The Hobbit Who Was Never Meant for Great Things
In The Fellowship of the Ring, there is a moment deep beneath the mountains where Frodo Baggins confesses to Gandalf what many of us have felt in our own lives. "I wish it need not have happened in my time," he says, weary under the weight of a calling he never chose. Gandalf's reply has echoed through generations of readers: "So do I, and so do all who live to see such times. But that is not for them to decide. All we have to decide is what to do with the time that is given us."
Tolkien understood something profound about purpose. Frodo was small, ordinary, and entirely unqualified for the task before him. He was not a warrior or a wizard. He was a hobbit who loved gardening and second breakfasts. Yet it was precisely his smallness — his humility, his lack of ambition for power — that made him the right one to carry the Ring.

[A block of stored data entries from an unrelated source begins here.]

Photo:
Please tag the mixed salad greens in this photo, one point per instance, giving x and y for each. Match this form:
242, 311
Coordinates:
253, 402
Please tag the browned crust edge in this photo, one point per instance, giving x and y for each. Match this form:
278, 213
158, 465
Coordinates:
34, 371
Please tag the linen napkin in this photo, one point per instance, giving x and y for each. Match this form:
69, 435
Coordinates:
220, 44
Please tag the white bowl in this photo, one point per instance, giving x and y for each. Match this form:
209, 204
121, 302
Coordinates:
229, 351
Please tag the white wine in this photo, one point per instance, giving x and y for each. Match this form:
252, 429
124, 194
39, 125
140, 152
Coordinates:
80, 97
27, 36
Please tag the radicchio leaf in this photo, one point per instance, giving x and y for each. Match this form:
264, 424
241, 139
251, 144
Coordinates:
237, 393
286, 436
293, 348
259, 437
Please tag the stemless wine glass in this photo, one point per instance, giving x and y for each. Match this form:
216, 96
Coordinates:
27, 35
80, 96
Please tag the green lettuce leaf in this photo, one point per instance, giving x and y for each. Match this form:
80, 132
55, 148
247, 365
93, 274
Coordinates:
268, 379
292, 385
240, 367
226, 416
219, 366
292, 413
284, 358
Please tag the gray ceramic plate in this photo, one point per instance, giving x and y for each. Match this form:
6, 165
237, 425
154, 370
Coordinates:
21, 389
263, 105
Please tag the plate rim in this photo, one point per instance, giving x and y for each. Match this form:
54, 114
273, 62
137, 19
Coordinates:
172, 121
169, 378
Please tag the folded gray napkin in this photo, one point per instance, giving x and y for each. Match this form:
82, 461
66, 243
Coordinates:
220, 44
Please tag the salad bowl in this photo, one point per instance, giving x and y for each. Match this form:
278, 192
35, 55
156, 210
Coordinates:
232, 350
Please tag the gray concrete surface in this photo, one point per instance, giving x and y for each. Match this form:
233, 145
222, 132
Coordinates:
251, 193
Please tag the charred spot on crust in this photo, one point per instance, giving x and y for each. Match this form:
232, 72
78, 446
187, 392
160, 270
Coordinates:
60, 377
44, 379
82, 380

Scripture echoes this pattern again and again. The Almighty does not choose the equipped. He equips the chosen. He calls shepherds and fishermen and teenage girls from Nazareth. He places eternal purpose in jars of clay.
You may feel too small for what God is asking of you. That feeling is not disqualifying — it may be the very thing that qualifies you. Your task is not to decide whether you are worthy of the calling. Your task is simply to decide what to do with the time you have been given.